Melhor interromper o processo em meio: quando se conhece o fim, quando 
se sabe que doerá muito mais — por que ir em frente? Não há sentido: 
melhor escapar deixando uma lembrança qualquer, lenço esquecido numa 
gaveta, camisa jogada na cadeira, uma fotografia — qualquer coisa que 
depois de muito tempo a gente possa olhar e sorrir, mesmo sem saber por 
quê. Melhor do que não sobrar nada, e que esse nada seja áspero como um 
tempo perdido. Tinha terminado, então. Porque a gente, alguma coisa 
dentro da gente, sempre sabe exatamente quando termina. Mas de tudo 
isso, me ficaram coisas tão boas. Uma lembrança boa de você, uma vontade
 de cuidar melhor de mim, de ser melhor para mim e para os outros.
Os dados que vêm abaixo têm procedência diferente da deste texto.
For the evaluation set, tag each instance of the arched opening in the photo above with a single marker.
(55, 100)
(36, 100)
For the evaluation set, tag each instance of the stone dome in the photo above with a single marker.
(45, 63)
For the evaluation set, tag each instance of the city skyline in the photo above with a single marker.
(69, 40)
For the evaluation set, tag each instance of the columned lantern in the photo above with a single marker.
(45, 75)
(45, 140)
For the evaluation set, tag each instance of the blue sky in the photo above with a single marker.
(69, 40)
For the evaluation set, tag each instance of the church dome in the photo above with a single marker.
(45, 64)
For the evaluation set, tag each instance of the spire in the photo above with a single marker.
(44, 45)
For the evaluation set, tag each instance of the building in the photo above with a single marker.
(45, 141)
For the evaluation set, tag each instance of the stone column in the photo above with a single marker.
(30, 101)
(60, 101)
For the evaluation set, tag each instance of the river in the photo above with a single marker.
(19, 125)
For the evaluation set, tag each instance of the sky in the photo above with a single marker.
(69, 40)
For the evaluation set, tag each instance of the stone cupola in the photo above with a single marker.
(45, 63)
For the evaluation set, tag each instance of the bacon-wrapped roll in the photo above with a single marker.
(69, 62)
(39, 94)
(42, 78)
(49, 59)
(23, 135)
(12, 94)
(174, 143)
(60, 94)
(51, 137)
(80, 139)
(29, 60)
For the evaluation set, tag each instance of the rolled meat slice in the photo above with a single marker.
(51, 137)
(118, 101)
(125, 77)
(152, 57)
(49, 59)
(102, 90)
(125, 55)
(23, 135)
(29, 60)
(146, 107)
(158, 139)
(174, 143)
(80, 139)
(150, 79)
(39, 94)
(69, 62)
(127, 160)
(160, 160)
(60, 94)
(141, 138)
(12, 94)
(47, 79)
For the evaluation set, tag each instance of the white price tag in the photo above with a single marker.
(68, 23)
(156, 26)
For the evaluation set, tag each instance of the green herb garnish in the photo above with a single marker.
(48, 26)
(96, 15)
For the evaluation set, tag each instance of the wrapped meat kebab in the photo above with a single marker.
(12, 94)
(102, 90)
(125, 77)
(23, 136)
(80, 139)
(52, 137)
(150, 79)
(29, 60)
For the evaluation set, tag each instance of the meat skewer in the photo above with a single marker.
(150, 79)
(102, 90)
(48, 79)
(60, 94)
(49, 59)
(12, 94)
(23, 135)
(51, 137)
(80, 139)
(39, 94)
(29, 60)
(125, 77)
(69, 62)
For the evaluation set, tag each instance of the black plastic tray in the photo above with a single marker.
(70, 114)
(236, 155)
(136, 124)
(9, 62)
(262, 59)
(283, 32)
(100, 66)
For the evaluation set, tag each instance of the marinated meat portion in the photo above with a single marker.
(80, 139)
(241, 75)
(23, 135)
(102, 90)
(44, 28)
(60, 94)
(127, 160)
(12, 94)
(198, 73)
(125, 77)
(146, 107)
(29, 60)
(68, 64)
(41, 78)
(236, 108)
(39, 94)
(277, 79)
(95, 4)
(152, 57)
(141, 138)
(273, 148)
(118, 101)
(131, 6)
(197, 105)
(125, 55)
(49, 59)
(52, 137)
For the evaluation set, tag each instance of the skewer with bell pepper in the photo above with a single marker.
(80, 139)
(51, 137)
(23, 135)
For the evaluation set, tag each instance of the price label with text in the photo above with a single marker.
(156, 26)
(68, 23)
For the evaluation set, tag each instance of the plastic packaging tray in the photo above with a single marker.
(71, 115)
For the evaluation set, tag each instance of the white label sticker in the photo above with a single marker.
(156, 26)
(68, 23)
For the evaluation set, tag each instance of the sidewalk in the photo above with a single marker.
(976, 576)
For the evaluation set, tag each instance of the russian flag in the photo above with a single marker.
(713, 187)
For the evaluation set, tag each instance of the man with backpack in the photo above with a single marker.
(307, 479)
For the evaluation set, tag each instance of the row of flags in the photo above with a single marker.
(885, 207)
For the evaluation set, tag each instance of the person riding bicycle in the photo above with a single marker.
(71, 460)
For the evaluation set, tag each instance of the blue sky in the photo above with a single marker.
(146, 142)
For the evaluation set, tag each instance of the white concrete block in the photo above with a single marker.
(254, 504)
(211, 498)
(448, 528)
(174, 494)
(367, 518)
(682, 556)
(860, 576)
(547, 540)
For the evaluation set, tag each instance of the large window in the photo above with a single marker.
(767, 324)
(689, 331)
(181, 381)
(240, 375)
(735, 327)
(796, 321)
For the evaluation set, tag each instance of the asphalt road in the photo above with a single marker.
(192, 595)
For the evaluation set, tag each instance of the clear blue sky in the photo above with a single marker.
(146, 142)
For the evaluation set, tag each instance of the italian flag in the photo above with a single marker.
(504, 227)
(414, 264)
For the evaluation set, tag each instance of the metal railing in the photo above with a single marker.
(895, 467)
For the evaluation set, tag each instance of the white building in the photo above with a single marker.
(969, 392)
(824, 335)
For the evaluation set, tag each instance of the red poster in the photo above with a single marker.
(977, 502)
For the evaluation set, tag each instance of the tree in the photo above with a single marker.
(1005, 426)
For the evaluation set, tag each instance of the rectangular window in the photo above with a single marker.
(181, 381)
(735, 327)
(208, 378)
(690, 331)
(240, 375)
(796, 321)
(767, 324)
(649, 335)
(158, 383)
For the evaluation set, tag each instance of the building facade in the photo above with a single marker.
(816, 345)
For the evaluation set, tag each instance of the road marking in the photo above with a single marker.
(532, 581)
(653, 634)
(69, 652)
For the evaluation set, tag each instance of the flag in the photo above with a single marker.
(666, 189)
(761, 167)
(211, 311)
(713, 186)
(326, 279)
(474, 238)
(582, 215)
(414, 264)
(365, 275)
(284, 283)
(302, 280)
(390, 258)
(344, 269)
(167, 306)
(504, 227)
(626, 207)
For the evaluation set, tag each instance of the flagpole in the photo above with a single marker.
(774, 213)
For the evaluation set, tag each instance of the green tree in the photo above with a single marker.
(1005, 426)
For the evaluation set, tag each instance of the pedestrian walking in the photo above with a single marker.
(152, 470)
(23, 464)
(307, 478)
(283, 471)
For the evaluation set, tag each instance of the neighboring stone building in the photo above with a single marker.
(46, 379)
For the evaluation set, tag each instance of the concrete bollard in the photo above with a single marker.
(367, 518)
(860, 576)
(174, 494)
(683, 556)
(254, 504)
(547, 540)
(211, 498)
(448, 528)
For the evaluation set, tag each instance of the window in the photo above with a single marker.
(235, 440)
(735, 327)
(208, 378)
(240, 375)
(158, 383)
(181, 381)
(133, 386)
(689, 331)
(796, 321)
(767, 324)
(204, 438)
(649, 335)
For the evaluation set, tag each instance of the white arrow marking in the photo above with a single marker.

De 
não morrer, de não sufocar, de continuar sentindo encantamento por 
alguma outra pessoa que o futuro trará, porque sempre traz, e então não 
repetir nenhum comportamento. Ser novo. Mesmo que a gente se perca, não 
importa. Que tenha se transformado em passado antes de virar futuro. Mas
 que seja bom o que vier, para você, para mim. Te escrevo, enfim, me 
ocorre agora, porque nem você nem eu somos descartáveis. … E eu acho que
 é por isso que te escrevo, para cuidar de ti, para cuidar de mim – para
 não querer, violentamente não querer de maneira alguma ficar na sua 
memória, seu coração, sua cabeça, como uma sombra escura."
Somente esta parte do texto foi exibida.